To delve deeper into the comparative analysis of dFC patterns between the HC group and other groups, ADHD, BP, and SZ, we specifically examined ROI pairs with an effect size greater than 0.0035. These ROI pairs were further organized by brain networks, distinguishing between intra‐network connections (spanning DMN, CON, SDN, and FPN) and internetwork connections (including DMN‐CON, DMN‐SDN, DMN‐FPN, CON‐SDN, CON‐FPN, and SDN‐FPN). Additionally, the ROI pairs were categorized based on the mean values of their connectivity patterns as either hyper‐connectivity or hypoconnectivity. This classification was achieved by comparing the mean from the mean distribution of the HC group with the corresponding means from the mean distributions of the other groups. In cases where the mean of the other group, compared to the HC group, was greater, the ROI pair was characterized as demonstrating hyper‐connectivity. Conversely, if the mean was smaller, it indicated hypo‐connectivity. Table 5 summarizes the connectivity patterns between the HC group and other groups, ADHD, BP, and SZ of the ROI pairs, organized by brain networks. Both ADHD and SZ groups displayed substantial hyperconnectivity within the SDN‐FPN internetwork connections. Moreover, the SZ group showed the highest proportion of hyperconnectivity connections across all connections compared to the other two groups.
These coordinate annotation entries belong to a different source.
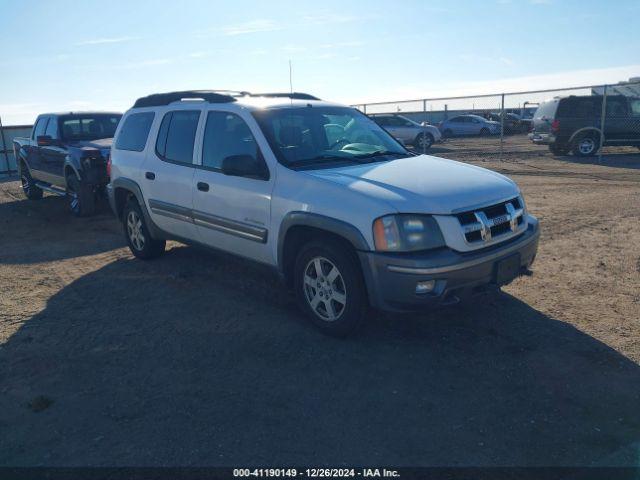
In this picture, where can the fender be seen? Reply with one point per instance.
(585, 129)
(339, 227)
(133, 187)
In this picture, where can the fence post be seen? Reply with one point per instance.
(424, 110)
(502, 127)
(5, 149)
(603, 115)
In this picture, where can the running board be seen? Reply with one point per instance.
(51, 189)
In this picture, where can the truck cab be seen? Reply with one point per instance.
(67, 155)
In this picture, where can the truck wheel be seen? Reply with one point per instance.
(81, 197)
(586, 145)
(423, 142)
(558, 149)
(29, 187)
(329, 287)
(140, 242)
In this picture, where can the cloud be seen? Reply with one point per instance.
(101, 41)
(252, 26)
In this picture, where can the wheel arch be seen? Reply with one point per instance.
(298, 228)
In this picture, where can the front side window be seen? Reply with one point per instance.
(133, 134)
(301, 136)
(177, 135)
(226, 135)
(89, 126)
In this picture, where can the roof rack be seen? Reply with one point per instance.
(292, 95)
(211, 96)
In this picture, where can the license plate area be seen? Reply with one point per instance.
(507, 269)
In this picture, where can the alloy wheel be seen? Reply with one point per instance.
(134, 230)
(324, 289)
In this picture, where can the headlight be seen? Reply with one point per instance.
(406, 233)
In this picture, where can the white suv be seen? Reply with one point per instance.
(320, 192)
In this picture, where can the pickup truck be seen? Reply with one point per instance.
(67, 155)
(320, 192)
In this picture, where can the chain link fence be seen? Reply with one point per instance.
(576, 120)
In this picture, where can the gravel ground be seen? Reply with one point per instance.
(200, 358)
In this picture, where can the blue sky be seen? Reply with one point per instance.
(70, 55)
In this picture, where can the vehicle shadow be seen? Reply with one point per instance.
(47, 222)
(203, 359)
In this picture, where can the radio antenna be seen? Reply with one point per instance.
(290, 77)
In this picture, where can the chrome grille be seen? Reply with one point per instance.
(489, 223)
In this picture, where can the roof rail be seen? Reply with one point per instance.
(211, 96)
(292, 95)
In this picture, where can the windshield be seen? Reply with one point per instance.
(309, 135)
(88, 127)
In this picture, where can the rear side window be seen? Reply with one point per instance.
(226, 135)
(177, 135)
(38, 130)
(134, 132)
(547, 109)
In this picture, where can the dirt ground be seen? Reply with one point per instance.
(200, 358)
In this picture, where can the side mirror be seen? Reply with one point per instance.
(244, 166)
(44, 140)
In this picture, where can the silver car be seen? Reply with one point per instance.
(408, 131)
(469, 125)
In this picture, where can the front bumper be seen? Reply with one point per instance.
(542, 138)
(391, 278)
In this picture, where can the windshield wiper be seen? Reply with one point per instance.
(379, 153)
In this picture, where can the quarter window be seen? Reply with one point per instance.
(134, 132)
(38, 130)
(226, 135)
(177, 135)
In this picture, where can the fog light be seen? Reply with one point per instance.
(425, 286)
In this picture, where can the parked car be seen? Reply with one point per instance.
(469, 125)
(422, 137)
(573, 123)
(320, 192)
(512, 122)
(66, 154)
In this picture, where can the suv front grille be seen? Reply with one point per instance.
(488, 223)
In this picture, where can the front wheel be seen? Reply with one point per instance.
(140, 242)
(329, 288)
(81, 197)
(586, 145)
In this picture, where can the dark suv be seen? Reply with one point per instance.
(573, 124)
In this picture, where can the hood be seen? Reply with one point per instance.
(424, 184)
(101, 144)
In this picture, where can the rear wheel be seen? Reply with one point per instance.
(329, 287)
(558, 149)
(140, 241)
(29, 187)
(80, 197)
(586, 145)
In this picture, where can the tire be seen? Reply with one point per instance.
(586, 145)
(81, 198)
(558, 149)
(336, 299)
(29, 187)
(423, 142)
(139, 239)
Such distinctive dFC patterns linked with different mental disorders have the potential to function as biomarkers for differentiating individuals with distinct mental health conditions.

TABLE 5.

Connectivity patterns between the HC group and other groups, ADHD, BP, and SZ of the ROI pairs with an effect size greater than 0.0035, organized by brain networks.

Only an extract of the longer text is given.